R v Granada, 2013 ABCA 404
[9] The intended victim herein, of course, was the Co-op supermarket in question and, by extension, its employees. The store’s customers that purchased the tampered food were really in the nature of “collateral damage” from the perspective of the appellant. The fact is that they were being used as “pawns” in her attack against the Co-Op. Nonetheless, these individuals also ended up being victims as was conceded by appellant’s counsel.
[10] The definition of “victim” in section 722(4) includes “a person to whom harm was done or suffered physical or emotional loss as a result of the commission of an offence”. We agree with the comments in R v Duffus, 2000 CanLII 22831 (ON SC), [2000] OJ No 4850 where the Provincial Court judge stated at para 8:
In changing the definition of ‘victim’ in section 722(4)(a) from “the person” to whom harm was done, to “a person” to whom harm was done, Parliament changed the limiting nature of the definition to a more inclusive definition, from a narrow delineation to a wider more expansive definition. Parliament expanded victimization to include not only the direct victim, that is, the victim-recipient of the harm done but also the victim or victims directly affected by the commission of the offence.

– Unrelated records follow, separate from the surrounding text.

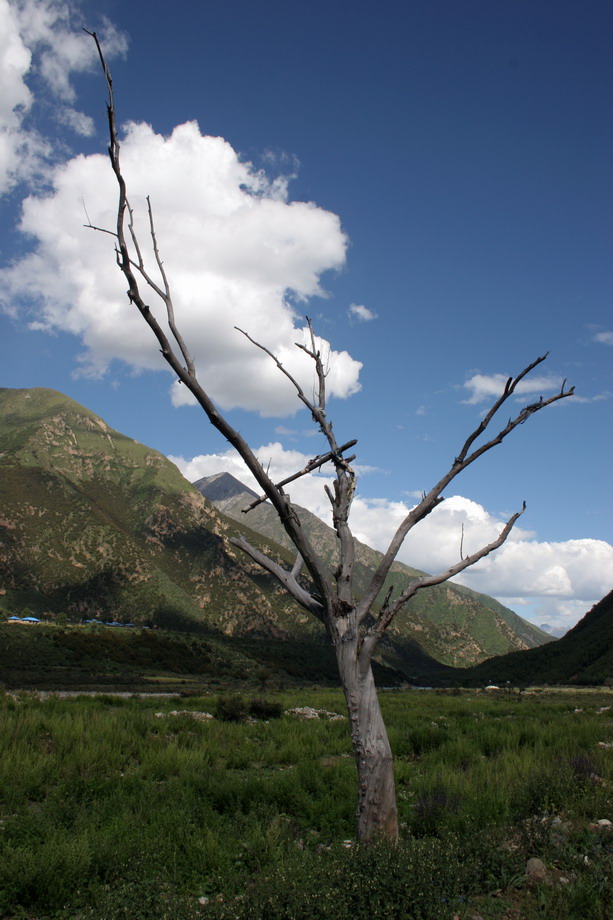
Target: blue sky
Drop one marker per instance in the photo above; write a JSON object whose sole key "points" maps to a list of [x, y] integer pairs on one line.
{"points": [[431, 182]]}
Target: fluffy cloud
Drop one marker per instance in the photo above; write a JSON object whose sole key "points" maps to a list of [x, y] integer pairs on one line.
{"points": [[237, 251], [560, 581], [37, 39], [361, 313], [487, 387]]}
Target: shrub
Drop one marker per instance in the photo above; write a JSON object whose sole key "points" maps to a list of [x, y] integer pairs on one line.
{"points": [[265, 709], [232, 708]]}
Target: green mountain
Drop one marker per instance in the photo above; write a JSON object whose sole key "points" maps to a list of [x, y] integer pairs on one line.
{"points": [[453, 624], [584, 655], [96, 525]]}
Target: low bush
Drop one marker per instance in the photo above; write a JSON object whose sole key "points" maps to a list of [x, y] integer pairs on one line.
{"points": [[265, 709], [231, 708]]}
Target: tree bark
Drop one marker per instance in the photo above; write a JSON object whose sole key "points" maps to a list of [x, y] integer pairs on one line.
{"points": [[376, 814]]}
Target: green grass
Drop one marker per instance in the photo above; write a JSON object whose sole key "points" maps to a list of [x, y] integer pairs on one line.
{"points": [[109, 811]]}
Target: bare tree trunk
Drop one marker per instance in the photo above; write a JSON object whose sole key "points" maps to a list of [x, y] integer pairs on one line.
{"points": [[330, 600], [376, 814]]}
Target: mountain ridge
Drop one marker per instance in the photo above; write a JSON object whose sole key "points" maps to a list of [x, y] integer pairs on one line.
{"points": [[95, 524]]}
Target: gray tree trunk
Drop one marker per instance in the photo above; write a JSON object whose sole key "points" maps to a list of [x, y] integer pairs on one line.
{"points": [[376, 814]]}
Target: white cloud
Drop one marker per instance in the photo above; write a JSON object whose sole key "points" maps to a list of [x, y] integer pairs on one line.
{"points": [[38, 38], [361, 313], [237, 252], [490, 386], [560, 580]]}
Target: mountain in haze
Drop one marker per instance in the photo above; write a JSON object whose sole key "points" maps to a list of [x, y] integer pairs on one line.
{"points": [[584, 655], [452, 623], [95, 525]]}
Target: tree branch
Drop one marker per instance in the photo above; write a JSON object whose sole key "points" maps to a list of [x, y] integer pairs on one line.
{"points": [[388, 611], [287, 579], [311, 465], [463, 459], [182, 365]]}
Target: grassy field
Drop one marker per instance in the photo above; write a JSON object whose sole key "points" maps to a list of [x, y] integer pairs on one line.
{"points": [[110, 810]]}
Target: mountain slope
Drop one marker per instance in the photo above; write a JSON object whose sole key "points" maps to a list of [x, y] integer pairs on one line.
{"points": [[453, 624], [584, 655], [93, 524]]}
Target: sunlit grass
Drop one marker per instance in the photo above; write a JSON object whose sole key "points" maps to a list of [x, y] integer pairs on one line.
{"points": [[101, 798]]}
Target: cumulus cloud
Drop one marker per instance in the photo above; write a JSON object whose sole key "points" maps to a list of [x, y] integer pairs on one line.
{"points": [[238, 253], [38, 40], [490, 386], [361, 313], [560, 580]]}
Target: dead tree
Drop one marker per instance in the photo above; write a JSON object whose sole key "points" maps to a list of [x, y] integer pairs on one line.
{"points": [[354, 625]]}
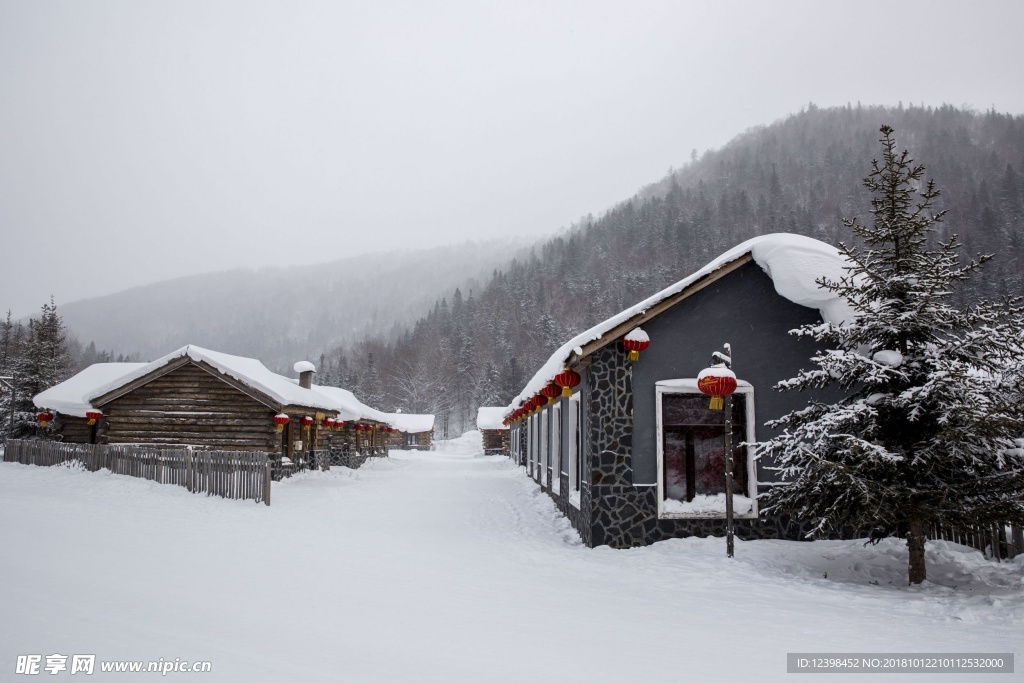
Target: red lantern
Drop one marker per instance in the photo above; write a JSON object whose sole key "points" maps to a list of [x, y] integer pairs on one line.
{"points": [[717, 382], [566, 380], [635, 342], [551, 391]]}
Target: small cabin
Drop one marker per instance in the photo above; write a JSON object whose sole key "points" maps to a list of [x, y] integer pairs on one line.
{"points": [[193, 396], [415, 432], [615, 430], [494, 431]]}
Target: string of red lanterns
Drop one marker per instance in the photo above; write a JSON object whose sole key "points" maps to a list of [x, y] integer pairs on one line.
{"points": [[636, 341], [567, 380]]}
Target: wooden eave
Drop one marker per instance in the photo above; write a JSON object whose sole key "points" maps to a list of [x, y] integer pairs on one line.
{"points": [[256, 395], [581, 360]]}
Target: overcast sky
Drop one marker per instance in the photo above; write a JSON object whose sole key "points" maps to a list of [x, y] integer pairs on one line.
{"points": [[145, 140]]}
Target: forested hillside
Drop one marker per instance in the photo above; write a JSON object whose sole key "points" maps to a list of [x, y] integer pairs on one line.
{"points": [[802, 174], [284, 314]]}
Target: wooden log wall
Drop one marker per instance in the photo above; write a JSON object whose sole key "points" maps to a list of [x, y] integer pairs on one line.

[11] In argument before us, Crown counsel pointed to impacts within the definition of the Code provision which landed on store staff. It was for some store staff not merely a matter of facing economic loss to the business and the imperiling of their employment. Some were pricked by pins when examining goods. During the course of the investigation of these crimes, a cloud of suspicion descended upon at least some of the employees there. At least one’s position escalated to that of a suspect who had to provide fingerprints and submit to stressful inquiry. The expert evidence before the sentencing judge suggested that the appellant was, at the very least, reckless to the foreseeable consequences for store staff of such dangerous offences. In a very real sense they were specific targets of her crimes. In our view, everyone who filed a Victim Impact Statement was properly entitled to do so and they were properly received by the sentencing court.
[12] The appellant further complains that some of the statements contained in the Victim Impact Statements include what she claims to be inflammatory language, specifically the following: “worst nightmare”, “reign of terror”, and “terrorism”. The phrase “Reign of Terror” was the title that Andrew Lukacik gave to his Victim Impact Statement in which he stated, inter alia, that one of his customers had told him “you know, this is a form of terrorism;” In our view, this language was merely reflective of the situation that these Co-op supermarket staff members found themselves to be in as a result of the appellant’s actions. In any event, none of these phrases were employed by the Provincial Court Judge in his reasons for sentence.
[13] Furthermore, there was no information of any significance contained in the Victim Impact Statements that represented anything new over and above that which was already before the Provincial Court judge as a result of the trial itself. The Victim Impact Statements dealt with the impact that the appellant’s actions had on the authors of those statements and did not represent some tirade against the appellant personally.